I just have one question.

My partner who is going to sponsor me a subclass 820 visa has already submitted the application Sponsorship for a partner to migrant to Australia. But I just see in my application there is also one place for him to upload Form 40SP Sponsorship for a partner to migrate to Australia, so I am puzzled, does it mean we still need to do that again?

Thank you very much for your always kind help


----------



## Ramah (Apr 25, 2017)

Tibs said:


> Hi mates,
> 
> I just have one question.
> 
> ...


I assume you applied online.

If your partner has completed an online application for sponsorship then there's no need to upload a paper copy


----------



## Tibs (Nov 6, 2017)

Ramah said:


> I assume you applied online.
> 
> If your partner has completed an online application for sponsorship then there's no need to upload a paper copy


Thank you for your lovely reply!


----------



## Ramah (Apr 25, 2017)

Tibs said:


> Thank you for your lovely reply!


You're welcome!

Best of luck with your application


----------



## Skybluebrewer (Jan 15, 2016)

The website under that visa explains it:

https://www.border.gov.au/Trav/Visa-1/801-#tab-content-1


----------



## ampk (Sep 21, 2013)

If our resident RMA CCMS is correct in the rumors, Form 40SP is now obsolete.


----------



## Ramah (Apr 25, 2017)

ampk said:


> If our resident RMA CCMS is correct in the rumors, Form 40SP is now obsolete.


Really?? Paper applications still exist though, don't they??

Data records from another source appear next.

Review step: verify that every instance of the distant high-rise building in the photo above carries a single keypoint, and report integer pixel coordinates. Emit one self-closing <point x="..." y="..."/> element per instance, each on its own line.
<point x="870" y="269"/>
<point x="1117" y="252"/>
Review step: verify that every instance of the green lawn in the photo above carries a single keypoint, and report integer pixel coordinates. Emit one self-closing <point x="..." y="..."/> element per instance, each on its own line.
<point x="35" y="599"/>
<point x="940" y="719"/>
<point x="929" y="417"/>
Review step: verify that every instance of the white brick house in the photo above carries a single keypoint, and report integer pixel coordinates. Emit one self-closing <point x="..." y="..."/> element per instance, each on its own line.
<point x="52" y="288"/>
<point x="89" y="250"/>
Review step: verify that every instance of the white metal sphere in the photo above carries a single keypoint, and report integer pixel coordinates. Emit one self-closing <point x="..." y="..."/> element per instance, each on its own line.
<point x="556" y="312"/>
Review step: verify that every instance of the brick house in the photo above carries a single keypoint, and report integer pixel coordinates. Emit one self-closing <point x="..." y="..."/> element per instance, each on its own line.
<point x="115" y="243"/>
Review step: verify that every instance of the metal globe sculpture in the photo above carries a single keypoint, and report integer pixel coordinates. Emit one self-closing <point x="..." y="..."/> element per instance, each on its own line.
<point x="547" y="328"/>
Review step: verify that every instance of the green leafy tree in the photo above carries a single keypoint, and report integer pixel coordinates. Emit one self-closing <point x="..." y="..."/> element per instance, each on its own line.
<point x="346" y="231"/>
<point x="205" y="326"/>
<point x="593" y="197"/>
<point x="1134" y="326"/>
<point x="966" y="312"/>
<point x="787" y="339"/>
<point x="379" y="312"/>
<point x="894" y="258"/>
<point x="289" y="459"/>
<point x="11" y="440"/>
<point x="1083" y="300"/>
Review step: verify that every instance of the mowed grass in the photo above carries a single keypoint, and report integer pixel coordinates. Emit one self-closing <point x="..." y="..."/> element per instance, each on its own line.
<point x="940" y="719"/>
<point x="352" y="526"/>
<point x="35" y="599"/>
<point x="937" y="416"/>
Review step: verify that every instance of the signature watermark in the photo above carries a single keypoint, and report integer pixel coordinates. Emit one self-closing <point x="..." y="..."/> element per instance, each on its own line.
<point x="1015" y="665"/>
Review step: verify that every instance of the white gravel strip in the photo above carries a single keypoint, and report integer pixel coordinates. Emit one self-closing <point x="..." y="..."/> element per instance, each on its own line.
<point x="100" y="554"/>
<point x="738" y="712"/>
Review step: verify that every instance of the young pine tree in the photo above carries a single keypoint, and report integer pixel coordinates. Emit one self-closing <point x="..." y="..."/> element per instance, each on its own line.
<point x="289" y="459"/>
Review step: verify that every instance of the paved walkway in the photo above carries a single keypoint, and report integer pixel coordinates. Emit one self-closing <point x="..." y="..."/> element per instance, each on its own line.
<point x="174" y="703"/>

Or has the sponsor assessment before application been implemented now??


----------



## Skybluebrewer (Jan 15, 2016)

The website very clearly states instructions for online applications to have sponsors apply online and paper applications use the paper form. Wgat ampk if referencing is the word that they are trying to make it so you don't use the paper form for online apps. There was a thread recently somewhere mentioning it.


----------



## ampk (Sep 21, 2013)

Yes CCMS suggested that unconfirmed report/s among other things as of today - form 40 SP is obsolete and no more paper applications for Partner Visas.


----------



## ampk (Sep 21, 2013)

http://www.australiaforum.com/visas-immigration/252010-17-november-changes.html


----------



## Skybluebrewer (Jan 15, 2016)

It must be very annoying dealing with paper apps these days when the online system can be so much more efficient.


----------



## Ramah (Apr 25, 2017)

Thanks for that both, good to know 

In this day and age where most people have access to the internet, I'm not sure why some still use paper applications when the online application is an option for them.

It'll be interesting to see what changes do come into affect.


----------



## tijanaoc (Mar 13, 2017)

No more paper apps

http://www.australiaforum.com/visas-immigration/252954-partner-visa-changes-18-november-2017-a.html


----------



## al_ghazal (Nov 19, 2016)

Skybluebrewer said:


> It must be very annoying dealing with paper apps these days when the online system can be so much more efficient.


You're being far too optimistic about how efficient the systems actually are ??


----------



## Ramah (Apr 25, 2017)

al_ghazal said:


> Skybluebrewer said:
> 
> 
> > It must be very annoying dealing with paper apps these days when the online system can be so much more efficient.
> ...


You don't think so?

I don't think Sky is saying it's the best system in the world but I agree that it's so much more efficient than paper applications.


----------